Internet 1, Humans 0

The twitter user's sister gave up, the computer teacher gave up and the school gave up; it's like the entire education system gave up. That's it! Until the school physically opens up again, the 8-year-old is getting homeschooled, decided her mother. They just accepted that there would never be an answer to why the Zoom didn't work, just like why the "Flat Earth Society" exists!

The niece had been a champ in this ordeal. She comforted the mom saying, "At least I get to help you around the house," Ahh, sweet kid!

So that's that. The niece was now in home school, she was helping around and if there was time, which there was a considerable amount now that the Zoom classes were not there, she was playing. In general, having a gala time. End of story? Well, there's the mystery that needs solving.

After a few days of homeschooling, the sister of the Twitter user sent her daughter to her friend's house, where due to some miracle this Zoom debacle appeared to be occurring less than their house. In that house, on that day, they logged into Zoom and it works fine. Whew! That's a relief. Finally! Okay, so it works here and not there.
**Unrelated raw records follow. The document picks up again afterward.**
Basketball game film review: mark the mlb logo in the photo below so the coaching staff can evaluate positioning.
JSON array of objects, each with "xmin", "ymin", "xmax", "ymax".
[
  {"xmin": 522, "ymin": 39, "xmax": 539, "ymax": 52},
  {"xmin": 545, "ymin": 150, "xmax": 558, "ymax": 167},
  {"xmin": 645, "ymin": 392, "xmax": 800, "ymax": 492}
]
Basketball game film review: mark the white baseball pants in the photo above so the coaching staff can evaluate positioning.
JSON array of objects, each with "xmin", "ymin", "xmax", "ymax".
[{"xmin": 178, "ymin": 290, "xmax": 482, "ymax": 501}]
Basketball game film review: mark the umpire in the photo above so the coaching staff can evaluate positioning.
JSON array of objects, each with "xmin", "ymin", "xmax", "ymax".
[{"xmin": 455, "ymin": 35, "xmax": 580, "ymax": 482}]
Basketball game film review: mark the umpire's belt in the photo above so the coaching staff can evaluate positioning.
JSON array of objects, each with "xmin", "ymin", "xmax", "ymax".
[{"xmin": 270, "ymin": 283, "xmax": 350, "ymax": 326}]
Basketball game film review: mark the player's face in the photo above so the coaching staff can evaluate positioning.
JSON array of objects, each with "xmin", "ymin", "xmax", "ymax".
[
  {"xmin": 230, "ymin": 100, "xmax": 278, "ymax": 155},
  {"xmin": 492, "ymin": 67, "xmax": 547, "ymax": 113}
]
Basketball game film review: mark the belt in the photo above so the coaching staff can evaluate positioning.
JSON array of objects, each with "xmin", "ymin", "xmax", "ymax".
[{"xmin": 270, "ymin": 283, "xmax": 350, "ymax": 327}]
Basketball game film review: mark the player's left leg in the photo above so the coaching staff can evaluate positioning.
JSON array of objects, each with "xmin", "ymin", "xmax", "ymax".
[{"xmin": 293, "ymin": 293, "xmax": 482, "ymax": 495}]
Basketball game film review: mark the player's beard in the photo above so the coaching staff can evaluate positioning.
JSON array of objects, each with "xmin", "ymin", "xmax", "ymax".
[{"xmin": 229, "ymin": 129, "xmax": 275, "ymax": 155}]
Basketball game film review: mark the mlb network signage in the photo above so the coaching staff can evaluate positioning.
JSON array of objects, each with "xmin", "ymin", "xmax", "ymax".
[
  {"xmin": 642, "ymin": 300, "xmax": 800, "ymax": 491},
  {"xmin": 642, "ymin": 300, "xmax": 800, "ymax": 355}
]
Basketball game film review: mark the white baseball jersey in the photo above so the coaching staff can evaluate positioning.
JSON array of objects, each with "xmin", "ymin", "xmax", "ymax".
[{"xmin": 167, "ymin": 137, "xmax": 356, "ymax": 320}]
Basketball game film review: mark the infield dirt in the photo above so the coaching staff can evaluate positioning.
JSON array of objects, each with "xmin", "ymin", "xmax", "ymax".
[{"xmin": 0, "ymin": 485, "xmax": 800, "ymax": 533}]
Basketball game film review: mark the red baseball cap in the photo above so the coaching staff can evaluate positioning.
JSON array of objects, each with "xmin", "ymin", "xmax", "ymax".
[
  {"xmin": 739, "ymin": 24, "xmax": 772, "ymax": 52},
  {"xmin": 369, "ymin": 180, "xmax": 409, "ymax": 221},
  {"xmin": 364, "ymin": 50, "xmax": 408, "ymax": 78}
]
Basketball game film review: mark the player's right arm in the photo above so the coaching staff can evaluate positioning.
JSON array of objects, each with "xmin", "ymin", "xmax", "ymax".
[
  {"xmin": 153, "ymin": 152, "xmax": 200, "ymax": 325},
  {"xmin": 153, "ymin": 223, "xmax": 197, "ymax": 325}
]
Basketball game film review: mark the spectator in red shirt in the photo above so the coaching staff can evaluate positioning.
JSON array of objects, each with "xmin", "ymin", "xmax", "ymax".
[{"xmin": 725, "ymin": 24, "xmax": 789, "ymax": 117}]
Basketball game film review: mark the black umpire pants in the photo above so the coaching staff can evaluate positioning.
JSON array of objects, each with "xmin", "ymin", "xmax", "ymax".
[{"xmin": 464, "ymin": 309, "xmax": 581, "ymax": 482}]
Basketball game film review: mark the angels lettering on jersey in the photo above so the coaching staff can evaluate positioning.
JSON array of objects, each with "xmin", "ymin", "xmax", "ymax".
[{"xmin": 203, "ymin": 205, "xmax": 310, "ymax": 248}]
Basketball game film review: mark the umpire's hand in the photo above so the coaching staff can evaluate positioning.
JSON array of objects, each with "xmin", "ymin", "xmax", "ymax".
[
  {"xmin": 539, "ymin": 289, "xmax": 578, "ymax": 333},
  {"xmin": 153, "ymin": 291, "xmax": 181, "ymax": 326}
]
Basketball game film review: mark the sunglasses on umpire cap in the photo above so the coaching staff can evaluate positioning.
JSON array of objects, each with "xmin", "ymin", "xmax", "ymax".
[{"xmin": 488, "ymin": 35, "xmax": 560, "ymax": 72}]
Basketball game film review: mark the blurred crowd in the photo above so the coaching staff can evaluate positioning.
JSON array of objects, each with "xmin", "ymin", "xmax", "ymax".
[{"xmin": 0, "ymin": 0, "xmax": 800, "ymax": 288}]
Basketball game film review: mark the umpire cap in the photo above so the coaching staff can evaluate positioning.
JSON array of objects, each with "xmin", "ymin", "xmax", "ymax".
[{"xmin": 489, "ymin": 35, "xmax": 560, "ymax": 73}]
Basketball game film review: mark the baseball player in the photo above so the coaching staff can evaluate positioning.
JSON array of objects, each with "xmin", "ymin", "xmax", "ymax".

We'll never know why but at least, it works somewhere.

However, as the friend of the little girl's mother was walking around the corner, she noticed the niece was logging out of Zoom.

Suspicions rise. Is there a foul play at hand?

The mother's friend innocuously asked, why was she logging out? "Well, it wasn't working well, so I was trying to fix it," a harmless reply, but after all this drama, the thought of something being wrong intensifies. And sure enough, there's more than what meets the eye.

Now, the hide and watch game began. Now there was surveillance of the adults lurking outside of the kid's eyesight for something that might come up. After an hour, the little girl finally succumbed and logged out.

After logging out, she kept on typing in the wrong passwords over and over again. After a while, zoom clamped up.

The Perfect Crime

The niece of Piccolo had stumbled upon this nifty trick that if you try to log into Zoom with an incorrect password multiple times, what it does is lock your account for a set period of time. When you repeat the exercise again, the lock up period gets extended. Moreover, there's no way to catch this as the account notification, when you try to give the right password during the lock up period, doesn't show that "your account has been locked," instead it comes up with the message - "Incorrect Password."

For three weeks straight, an 8-year old girl had been successfully entering wrong passwords and getting her account locked, while multiple adults were stuck on why even with the right password, the system was showing - "Incorrect Password."

Fantastic? Yes. Diabolical? Maybe. A wowza moment for adults out there, who are still sitting there and pretending to be interested in long winding Zoom interviews? Definitely.

All said and done, give that kid a prize! She deserves it, no?